The Kansas City Star has refused to publish Arnold McMann's "As I See It" submission critical of the Red Bridge Road Alternatives Study.

While one can never expect or demand that one's letter to the editor will be published, the Star's summary dismissal of Arnold's letter seems suspicious in light of the fact that the Star previously published a piece praising the Alternatives Study.

It's even more suspicious because that pro-Study piece was simply a re-editing of the literature being disseminated to promote the project by the public relations firm hired to manage the Study. The supposed author is well-known to many who attend local meetings in south K.C. as a hack for parasitic commercial interests. Some of his neighbors also had pro-Study letters published in the Star even though those neighbors had never previously expressed an interest in the project and in one case at least was not even registered to vote here. Again, those letters appeared to have been ghost written by that same P.R. firm.

There is much going on behind the scenes that The Star has never shown an interest in uncovering for the benefit of open and efficient governance in Kansas City. Perhaps their evident collusion in the local culture of corruption explains all of this.

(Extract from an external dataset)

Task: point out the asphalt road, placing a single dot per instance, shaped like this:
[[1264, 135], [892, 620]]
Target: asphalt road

Guest Comment on Red Bridge Project

South K.C. resident and investor Arnold McMann composed this post regarding the proposed monster bridge in Minor Park:

On December 2nd I attended the unveiling of the proposed Red Bridge Road project that replaces the historic namesake. The plan is a culmination of almost five years of bitter debate pitting neighbor against neighbor to push through the politically volatile project. The plan to make Red Bridge Road the East-West artery designated by the Major Street Plan is very much in evidence. The right-of-way and bridge is designed for conversion to a four lane road at any time without further public comment. A true Trojan Bridge, where the City's four lane design is decorated like a holiday gift and the failed intersection at Holmes Road receives even more traffic. What is the monetary cost? Estimates are five million dollars to create and defend the design and fifteen million dollars in constructions costs. The current bridge could have been rebuilt for far less at a time when the City is running a deficit budget and bonds are too expensive.

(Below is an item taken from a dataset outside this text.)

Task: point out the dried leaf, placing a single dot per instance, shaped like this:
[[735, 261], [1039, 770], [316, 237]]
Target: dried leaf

It may be of only casual interest that in its infancy the citizens of the area were merely asking for curbs and sidewalks between Holmes Road and Grandview Road. This was documented in the last FOCUS survey the City conducted in 1999 and we still have no plans or budget to build them. The Sixth District City Council members lobbied MoDOT hard to retain a 71 Highway exit to Red Bridge Road, at great additional cost, despite the obvious traffic planning difficulties it presented. It was built to a four lane specification leaving the historic bridge as the last firewall to making Red Bridge Road a highway bypass.

The machinations used to first drive the project included traffic counts inflated by major construction on 71 Highway, threats that any delay meant the loss of federal funding and the last refuge of every politician, public safety. When these and other straw issues were refuted, the City's gargantuan bridge plan was withdrawn. During the public outcry, City staff called individuals who opposed the project in public meetings "crackpots" and NIMBYs while mobilizing some citizens to support the project. Those of you who remember the election that followed know the casualties left in its wake.

Not to be deterred, the next effort was taken out of Public Works and was carefully orchestrated to deliver a "consensus" decision that met every criteria of the original City project. A public relations firm was contracted to conduct the campaign. An advisory committee was invented where city staff, businesses, development representatives and institutional interests were in clear majority. The city design contractor would not let citizens in attendance speak nor did they make any provisions for them to hear the one-way discussions.

Still another contractor was used to put together a "survey" of stakeholders. The survey was created without input from the advisory committee and determined by experts to be a push poll that included selected phone interviews and an arbitrary cutoff. Not surprisingly, the outcome of the survey supported the City agenda. It was the keystone used repeatedly to justify the planned outcome at every venue. The most apparent use of this device was at the Parks and Recreation approval meeting when the board members were also reminded of where their budget was approved.

My neighborhood is not the first and will not be the last to fall victim to the development first, neighborhoods last mentality of Kansas City. This process was instructive in how far our governance has left behind those whom it has sworn to serve in order to perpetuate its own interests.